Left to her own devices for the weekend, Alice, a professional executive for a major manufacturing firm, decided to indulge in a long held secret hobby: she would write another novel. Something she had done since grade school.
She was precocious.
Saturday morning, fresh from a breakfast of toast, coffee, orange juice and eggs, she sat down in front of her computer and cracked her knuckles at the naked page. Writing was as effortless as driving a car in a television commercial for her. She didn't just dive in, she drove in.
She never cracked her knuckles in public because her mother had told her years ago that nice girls don't do that.
She knew this to be a pile of horse droppings but out of respect she continued to obey, it didn't cost her anything.
This is good advice: concessions that cost nothing are better than free.

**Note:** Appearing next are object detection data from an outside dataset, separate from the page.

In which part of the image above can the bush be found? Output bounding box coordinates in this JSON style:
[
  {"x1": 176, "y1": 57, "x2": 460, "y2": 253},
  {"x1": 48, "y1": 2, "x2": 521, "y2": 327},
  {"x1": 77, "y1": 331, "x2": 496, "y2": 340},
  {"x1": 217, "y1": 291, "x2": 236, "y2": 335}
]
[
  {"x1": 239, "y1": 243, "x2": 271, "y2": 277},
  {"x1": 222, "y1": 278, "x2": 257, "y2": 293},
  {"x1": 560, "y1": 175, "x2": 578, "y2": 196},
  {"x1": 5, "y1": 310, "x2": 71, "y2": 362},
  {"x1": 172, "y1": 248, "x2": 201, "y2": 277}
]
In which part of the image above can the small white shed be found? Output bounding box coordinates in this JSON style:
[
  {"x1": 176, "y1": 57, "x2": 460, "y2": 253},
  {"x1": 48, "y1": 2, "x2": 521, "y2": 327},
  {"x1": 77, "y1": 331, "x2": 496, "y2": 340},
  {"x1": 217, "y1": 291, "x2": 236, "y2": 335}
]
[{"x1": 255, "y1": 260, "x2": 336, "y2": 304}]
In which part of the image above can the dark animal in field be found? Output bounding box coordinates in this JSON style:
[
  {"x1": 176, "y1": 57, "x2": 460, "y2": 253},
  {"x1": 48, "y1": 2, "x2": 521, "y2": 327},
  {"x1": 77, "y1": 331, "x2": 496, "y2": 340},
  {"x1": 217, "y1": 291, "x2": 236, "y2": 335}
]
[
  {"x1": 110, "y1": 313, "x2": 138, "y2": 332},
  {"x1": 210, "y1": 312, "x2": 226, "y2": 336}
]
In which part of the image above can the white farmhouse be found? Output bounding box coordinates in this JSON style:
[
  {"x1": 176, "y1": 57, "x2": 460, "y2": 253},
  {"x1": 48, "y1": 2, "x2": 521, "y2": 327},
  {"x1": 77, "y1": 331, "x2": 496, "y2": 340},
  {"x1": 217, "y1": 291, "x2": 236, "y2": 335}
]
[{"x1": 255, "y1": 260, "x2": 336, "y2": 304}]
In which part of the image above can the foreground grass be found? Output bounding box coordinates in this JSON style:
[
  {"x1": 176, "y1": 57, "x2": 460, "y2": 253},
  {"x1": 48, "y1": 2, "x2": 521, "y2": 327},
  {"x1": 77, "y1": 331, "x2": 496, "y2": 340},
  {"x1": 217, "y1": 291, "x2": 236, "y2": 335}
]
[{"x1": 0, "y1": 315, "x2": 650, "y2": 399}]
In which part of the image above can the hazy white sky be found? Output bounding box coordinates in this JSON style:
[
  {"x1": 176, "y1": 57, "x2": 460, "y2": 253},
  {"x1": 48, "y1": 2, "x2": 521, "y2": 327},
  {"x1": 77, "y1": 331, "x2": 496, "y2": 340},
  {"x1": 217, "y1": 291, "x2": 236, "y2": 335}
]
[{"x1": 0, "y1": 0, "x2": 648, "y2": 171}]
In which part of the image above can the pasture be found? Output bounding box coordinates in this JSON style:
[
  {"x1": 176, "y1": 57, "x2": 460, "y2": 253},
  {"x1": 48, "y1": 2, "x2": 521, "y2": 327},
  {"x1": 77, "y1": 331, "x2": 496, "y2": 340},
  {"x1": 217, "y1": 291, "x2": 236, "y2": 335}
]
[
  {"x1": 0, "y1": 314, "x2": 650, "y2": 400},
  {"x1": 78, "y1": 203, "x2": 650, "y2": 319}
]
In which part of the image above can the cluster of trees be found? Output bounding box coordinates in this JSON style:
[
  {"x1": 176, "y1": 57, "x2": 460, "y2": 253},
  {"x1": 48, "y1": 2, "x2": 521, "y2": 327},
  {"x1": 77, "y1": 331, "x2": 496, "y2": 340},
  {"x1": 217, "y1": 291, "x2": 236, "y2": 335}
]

She had a natural talent for prose, the words were already lined up long before her fingers touched the keyboard, waiting in line in her head like patient dancers in the wings.
One by one, they left her head via her fingers and she had soon darkened hundreds of pristine pages.
Sunday afternoon, with a fresh ream of paper, she printed out a 308 page novel about a woman who makes a shocking discovery.
Then she went to her special closet where she kept all her manuscripts.
She was killed by an avalanche of unsubmitted novels.
Discovered along with her body, each one would ultimately be a best seller.